39 Data: Pa?dziernik 06 2014 10:56:09
Temat: Re: Sens wymiany paska rozrządu
Autor: Trybun 

W dniu 2014-10-05 21:48, Pszemol pisze:


A ja mam łańcuszek, ha! :-)

W praktyce może się okazać że to żadna alternatywa dla paska. Teoretycznie są podobno takie co wytrzymują i milion km przebiegu, ale najczęściej tak samo jak w przypadku paska potrzebna jest co jakiś czas wymiana. Jedyny plus to fakt że zerwanie łańcucha nie zaskoczy kierowcy tak jak zerwanie paska.
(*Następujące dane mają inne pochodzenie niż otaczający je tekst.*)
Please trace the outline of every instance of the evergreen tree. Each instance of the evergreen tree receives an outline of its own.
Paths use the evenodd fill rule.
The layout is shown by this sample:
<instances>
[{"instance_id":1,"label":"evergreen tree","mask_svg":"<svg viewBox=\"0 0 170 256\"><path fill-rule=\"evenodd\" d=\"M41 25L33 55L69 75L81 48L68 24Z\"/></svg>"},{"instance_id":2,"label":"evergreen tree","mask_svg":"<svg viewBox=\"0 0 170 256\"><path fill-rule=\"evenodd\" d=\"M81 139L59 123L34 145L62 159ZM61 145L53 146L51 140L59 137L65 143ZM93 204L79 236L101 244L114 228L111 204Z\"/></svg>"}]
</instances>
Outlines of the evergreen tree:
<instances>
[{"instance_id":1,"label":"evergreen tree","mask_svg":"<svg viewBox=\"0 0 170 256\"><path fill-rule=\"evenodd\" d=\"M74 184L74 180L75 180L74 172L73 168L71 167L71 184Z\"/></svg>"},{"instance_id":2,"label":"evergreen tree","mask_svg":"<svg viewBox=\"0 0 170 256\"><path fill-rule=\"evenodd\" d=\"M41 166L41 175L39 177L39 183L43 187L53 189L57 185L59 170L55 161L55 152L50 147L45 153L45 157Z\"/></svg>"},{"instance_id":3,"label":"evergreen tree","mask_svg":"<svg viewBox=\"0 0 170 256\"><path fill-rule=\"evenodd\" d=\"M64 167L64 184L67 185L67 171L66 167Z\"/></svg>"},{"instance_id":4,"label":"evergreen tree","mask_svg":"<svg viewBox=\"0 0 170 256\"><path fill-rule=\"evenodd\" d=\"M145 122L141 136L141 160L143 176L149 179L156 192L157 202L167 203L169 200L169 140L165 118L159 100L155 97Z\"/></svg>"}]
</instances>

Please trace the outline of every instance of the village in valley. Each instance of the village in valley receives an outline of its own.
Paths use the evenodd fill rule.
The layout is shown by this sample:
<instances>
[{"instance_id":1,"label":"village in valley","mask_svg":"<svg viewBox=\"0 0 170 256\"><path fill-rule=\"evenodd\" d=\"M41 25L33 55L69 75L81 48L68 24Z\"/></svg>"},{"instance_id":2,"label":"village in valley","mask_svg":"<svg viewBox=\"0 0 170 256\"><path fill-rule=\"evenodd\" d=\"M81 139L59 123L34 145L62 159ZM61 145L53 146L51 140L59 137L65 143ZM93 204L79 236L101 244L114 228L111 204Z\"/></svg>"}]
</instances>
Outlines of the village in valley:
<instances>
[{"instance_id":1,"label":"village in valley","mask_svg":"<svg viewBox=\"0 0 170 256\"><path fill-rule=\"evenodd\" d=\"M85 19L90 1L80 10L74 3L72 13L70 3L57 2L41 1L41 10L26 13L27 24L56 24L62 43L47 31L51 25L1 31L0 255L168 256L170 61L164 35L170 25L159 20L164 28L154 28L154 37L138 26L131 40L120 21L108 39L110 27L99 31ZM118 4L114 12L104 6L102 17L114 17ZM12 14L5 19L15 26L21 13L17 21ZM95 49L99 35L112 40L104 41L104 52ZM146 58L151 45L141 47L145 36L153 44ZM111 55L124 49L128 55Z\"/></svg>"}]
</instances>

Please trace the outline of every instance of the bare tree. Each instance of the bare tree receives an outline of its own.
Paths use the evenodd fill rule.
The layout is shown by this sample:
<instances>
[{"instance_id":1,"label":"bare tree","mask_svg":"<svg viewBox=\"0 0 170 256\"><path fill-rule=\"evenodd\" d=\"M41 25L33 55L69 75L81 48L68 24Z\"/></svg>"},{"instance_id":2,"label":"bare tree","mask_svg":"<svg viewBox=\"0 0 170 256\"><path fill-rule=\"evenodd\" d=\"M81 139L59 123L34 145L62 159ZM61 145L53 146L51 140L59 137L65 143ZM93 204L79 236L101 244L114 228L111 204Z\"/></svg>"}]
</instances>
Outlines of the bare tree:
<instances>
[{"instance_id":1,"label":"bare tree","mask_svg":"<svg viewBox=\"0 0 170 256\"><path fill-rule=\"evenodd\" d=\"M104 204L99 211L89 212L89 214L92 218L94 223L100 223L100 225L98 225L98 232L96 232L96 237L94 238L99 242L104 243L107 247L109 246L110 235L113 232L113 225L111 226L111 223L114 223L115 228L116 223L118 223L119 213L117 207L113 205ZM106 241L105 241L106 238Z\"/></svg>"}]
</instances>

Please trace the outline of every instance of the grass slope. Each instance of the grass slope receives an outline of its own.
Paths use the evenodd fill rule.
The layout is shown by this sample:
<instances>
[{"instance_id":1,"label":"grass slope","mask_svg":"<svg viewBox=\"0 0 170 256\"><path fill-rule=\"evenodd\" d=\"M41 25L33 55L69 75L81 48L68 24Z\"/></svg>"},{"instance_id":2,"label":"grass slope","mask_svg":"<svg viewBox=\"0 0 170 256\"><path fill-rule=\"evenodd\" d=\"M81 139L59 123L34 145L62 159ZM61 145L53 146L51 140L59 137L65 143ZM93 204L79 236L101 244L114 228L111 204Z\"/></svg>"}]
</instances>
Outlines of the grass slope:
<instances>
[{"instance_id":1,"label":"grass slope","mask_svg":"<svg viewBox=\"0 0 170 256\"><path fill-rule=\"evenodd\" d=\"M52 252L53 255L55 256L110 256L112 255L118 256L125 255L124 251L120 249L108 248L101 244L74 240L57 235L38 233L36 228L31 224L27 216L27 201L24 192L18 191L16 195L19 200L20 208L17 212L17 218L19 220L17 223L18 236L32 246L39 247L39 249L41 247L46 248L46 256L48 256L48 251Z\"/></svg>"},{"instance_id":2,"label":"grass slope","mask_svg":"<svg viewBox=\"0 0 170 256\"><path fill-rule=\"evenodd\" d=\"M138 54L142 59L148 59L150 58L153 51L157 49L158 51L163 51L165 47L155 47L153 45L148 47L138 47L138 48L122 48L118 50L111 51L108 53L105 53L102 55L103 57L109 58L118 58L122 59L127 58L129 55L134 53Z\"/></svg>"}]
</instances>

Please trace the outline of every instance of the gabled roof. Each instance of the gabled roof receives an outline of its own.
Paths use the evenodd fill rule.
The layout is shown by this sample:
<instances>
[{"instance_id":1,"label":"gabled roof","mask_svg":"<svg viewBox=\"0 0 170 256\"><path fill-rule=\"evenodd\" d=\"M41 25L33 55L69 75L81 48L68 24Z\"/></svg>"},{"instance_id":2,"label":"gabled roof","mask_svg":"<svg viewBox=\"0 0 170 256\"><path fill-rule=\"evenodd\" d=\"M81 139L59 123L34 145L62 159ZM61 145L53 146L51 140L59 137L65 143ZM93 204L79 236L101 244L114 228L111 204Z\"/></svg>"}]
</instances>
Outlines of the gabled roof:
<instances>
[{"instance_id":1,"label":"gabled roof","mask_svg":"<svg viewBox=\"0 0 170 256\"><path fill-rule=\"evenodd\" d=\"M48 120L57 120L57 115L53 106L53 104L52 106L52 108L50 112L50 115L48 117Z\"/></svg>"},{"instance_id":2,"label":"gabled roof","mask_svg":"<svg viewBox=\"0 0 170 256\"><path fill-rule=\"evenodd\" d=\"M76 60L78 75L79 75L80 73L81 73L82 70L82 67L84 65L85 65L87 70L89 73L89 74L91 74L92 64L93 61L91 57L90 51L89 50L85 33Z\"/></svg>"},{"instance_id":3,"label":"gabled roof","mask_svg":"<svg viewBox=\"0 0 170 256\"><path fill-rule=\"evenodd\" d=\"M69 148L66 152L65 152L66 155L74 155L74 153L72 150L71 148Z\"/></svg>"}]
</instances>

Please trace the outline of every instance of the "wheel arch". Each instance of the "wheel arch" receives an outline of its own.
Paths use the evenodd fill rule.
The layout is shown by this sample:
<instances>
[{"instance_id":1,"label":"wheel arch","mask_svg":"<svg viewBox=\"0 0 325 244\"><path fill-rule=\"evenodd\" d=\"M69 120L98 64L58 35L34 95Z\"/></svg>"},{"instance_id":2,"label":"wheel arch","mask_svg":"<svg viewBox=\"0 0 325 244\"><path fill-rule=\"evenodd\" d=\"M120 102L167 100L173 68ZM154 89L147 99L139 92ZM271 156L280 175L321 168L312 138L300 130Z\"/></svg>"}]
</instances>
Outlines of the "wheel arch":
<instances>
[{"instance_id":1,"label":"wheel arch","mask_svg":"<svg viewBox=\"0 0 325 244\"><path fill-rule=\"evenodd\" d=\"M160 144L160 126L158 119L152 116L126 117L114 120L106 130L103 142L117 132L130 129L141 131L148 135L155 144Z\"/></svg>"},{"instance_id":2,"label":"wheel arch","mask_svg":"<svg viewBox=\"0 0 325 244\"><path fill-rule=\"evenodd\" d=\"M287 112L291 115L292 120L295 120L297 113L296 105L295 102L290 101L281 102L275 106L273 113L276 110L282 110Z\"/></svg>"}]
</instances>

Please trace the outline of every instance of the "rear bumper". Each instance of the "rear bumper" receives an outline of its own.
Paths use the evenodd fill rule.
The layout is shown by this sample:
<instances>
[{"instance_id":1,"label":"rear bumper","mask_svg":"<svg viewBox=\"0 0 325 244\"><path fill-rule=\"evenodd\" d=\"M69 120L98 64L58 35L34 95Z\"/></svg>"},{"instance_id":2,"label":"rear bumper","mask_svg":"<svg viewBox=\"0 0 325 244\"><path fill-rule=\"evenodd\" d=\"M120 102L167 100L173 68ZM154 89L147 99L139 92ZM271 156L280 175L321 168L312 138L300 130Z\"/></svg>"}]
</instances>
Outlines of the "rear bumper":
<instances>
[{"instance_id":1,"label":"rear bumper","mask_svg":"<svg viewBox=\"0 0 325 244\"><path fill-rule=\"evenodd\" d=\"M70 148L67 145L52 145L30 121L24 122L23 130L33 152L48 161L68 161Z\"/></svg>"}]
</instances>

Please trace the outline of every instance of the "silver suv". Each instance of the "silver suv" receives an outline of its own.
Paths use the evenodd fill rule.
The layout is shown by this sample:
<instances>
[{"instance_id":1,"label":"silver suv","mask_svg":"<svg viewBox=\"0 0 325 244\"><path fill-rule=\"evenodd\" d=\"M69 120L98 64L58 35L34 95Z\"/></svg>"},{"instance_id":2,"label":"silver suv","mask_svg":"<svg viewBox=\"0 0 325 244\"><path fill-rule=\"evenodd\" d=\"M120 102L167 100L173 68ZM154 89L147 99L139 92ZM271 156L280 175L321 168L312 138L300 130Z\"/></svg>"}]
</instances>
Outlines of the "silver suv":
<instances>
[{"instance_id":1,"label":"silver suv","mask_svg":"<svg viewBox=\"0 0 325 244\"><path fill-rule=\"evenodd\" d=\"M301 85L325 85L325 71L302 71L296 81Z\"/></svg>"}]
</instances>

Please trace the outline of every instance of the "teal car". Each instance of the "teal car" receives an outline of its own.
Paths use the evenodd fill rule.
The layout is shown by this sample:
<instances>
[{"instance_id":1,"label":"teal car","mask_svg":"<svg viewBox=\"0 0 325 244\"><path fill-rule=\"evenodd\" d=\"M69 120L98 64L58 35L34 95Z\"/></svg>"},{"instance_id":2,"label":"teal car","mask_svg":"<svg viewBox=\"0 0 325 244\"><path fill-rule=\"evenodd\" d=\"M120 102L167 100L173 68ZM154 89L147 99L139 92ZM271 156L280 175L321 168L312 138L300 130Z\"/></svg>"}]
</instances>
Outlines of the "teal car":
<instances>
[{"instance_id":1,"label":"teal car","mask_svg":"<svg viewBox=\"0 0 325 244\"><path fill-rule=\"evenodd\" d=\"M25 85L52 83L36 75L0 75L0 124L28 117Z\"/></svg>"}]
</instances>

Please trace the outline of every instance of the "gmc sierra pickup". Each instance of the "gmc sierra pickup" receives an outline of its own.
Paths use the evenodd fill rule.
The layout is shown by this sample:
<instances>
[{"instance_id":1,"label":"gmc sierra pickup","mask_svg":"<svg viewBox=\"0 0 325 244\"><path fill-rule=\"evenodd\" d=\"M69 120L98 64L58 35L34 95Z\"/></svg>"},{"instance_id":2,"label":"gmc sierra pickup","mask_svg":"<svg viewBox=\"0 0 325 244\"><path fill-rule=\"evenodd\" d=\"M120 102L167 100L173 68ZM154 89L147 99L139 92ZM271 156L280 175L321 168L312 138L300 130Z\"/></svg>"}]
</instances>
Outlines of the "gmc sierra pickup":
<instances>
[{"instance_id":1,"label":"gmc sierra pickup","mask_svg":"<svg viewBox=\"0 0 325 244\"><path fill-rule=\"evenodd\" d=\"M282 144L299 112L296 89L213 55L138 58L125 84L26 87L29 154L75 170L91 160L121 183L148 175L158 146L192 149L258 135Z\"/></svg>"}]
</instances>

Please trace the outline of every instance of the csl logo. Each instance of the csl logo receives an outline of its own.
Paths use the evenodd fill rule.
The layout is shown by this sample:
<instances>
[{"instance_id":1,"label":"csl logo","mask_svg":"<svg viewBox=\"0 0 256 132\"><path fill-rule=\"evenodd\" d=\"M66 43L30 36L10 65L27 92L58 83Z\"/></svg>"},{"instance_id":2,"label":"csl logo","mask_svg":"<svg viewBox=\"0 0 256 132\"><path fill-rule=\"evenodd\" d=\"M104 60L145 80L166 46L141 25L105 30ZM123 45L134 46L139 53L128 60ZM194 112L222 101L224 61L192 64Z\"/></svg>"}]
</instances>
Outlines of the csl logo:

40 Data: Pa?dziernik 06 2014 09:26:32
Temat: Re: Sens wymiany paska rozrządu
Autor: AZ 

On 2014-10-06, Trybun  wrote:


A ja mam łańcuszek, ha! :-)

Jedyny plus to fakt że zerwanie łańcucha nie zaskoczy kierowcy
tak jak zerwanie paska.

Bo?

--
Artur
ZZR 1200
GSX-R 600 K6

41 Data: Pa?dziernik 06 2014 16:17:59
Temat: Re: Sens wymiany paska rozrządu
Autor: Trybun 

W dniu 2014-10-06 11:26, AZ pisze:

On 2014-10-06, Trybun  wrote:
A ja mam łańcuszek, ha! :-)
Jedyny plus to fakt że zerwanie łańcucha nie zaskoczy kierowcy
tak jak zerwanie paska.

Bo?


Wrażenia akustyczne - niesprawny łańcuch informuje dźwiękowo kierowcę że coś jest nie tak.

42 Data: Pa?dziernik 06 2014 20:49:38
Temat: Re: Sens wymiany paska rozrządu
Autor: Pszemol 

Użytkownik "AZ"  napisał w wiadomości

On 2014-10-06, Trybun  wrote:

A ja mam łańcuszek, ha! :-)

Jedyny plus to fakt że zerwanie łańcucha nie zaskoczy kierowcy
tak jak zerwanie paska.

Bo?

Bo się naciąga zanim się urywa i to hałasuje niemożebnie.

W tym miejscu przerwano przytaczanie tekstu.